In poche parole, se noi ci soffermassimo un attimo ad osservare la società che ci circonda, noteremmo sicuramente il mutamento radicale di tutte le forme di comunicazione e di relazione intersociale, divenute oramai strettamente legate alla personalizzazione concettuale; dunque quando qualcuno scrive o agisce nella sfera pubblica, lo fa,  volontariamente o no,  per creare non più  forme di aggregazione, ma piuttosto forme di eccesiva competizione, utili  nel  fornire forse elementi di credibilità al suo dire.  Il suo agire dunque potrà, nella più machiavellica dell’ipotesi, accettare ogni forma d’incoerenza e ogni atteggiamento amorale, perché una volta piegata ai dogmi della personalizzazione la cultura di massa, risulterà inefficace e inefficiente nel valutare l’aspetto negativo del comportamento del singolo.

L’esempio pragmatico di tale regressione è riscontrabile in alcuni atteggiamenti o comportamenti intrapresi dalla cultura giovanile. Molti giovani sono spesso ammaliati dalla prospettiva di onorificenze e titoli o incarichi; la più  che legittima ambizione  individualistica li spinge a rincorrere obiettivi che forse sarebbero più raggiungibili se intrapresi e condivisi  in una visione collettiva di largo respiro, piuttosto che in una solitaria rincorsa alla gloria; la categorizzazione del “nessuno” , e quindi di una ipotetico attributo di subordinazione, diviene non più lo stimolo per destrutturare una condizione discriminate, ma inversamente lo status discriminate da superare per ambire ed avere accesso alla casta privilegiata, fautrice di ogni forma di divisione sociale.

Perciò se l’alternativa all’insaziabile soddisfacimento dell’ego interiore  è l’essere categorizzato  “nessuno”, allora forse è meglio  prediligere  il non-essere aggregante, piuttosto che un “io” discriminate, meglio scegliere di far parte di un’identità collettiva egualitaria, piuttosto che  intraprendere una presuntuosa corsa solitaria, alla ricerca di una possibile glorificazione personale,  necessaria e indispensabile forse per  accedere a quella casta di prescelti, alla società dei doppi fini e dell’incoerenza.

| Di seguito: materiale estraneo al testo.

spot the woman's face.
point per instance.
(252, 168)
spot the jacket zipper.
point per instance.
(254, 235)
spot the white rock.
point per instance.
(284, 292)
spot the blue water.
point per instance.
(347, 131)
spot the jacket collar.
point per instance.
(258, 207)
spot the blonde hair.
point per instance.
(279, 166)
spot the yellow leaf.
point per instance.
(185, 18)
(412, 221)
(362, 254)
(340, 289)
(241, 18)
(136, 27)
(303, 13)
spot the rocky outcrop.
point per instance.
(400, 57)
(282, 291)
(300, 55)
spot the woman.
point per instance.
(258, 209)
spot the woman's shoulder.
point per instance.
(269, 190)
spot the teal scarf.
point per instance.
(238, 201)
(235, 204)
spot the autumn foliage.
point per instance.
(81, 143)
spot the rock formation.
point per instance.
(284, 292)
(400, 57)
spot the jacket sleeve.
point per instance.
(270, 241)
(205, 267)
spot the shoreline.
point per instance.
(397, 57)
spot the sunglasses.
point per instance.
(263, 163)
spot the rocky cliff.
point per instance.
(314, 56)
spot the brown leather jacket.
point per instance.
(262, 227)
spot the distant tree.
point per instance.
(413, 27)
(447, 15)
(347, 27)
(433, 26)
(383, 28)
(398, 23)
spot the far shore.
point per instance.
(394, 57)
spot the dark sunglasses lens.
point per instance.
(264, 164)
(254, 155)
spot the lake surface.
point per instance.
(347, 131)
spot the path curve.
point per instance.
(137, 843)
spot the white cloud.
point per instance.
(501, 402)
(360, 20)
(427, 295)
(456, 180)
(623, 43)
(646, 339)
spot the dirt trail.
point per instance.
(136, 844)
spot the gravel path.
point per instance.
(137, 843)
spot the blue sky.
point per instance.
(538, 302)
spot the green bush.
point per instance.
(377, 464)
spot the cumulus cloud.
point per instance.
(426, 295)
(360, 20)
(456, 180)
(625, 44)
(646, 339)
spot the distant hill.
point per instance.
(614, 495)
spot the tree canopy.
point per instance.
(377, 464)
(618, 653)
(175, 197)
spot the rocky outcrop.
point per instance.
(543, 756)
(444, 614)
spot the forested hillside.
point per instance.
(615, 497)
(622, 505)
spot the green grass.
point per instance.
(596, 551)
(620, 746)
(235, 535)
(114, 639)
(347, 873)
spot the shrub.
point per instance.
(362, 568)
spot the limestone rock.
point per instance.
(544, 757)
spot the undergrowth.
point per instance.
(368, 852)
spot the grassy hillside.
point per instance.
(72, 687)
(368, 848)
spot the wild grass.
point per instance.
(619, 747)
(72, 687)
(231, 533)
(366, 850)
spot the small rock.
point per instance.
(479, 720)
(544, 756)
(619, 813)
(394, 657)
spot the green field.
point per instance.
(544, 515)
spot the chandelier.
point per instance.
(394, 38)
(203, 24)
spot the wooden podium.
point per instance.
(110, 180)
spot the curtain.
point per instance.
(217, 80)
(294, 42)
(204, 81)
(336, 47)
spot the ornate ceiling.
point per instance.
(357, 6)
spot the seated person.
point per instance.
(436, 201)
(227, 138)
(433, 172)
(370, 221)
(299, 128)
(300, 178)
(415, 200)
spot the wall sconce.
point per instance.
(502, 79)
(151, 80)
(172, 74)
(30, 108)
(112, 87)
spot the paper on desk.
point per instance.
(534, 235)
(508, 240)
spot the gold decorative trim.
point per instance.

Ritengo assolutamente irragionevole prodigarsi per un futuro che non sa guardare al passato, che non sappia ricucire un tessuto sociale estremamente selettivo e clientelare , che non riesca a costruire nuove forme di aggregazione , ma che sia vincolato a credenze dogmatiche prive di fondamento e di ogni concezione solidaristica delle relazioni sociali.

“Solo tutti insieme gl’uomini possono liberarsi dalle loro distanze. È precisamente ciò che avviene nella massa”.

Forse è giunto il tempo dei “nessuno”.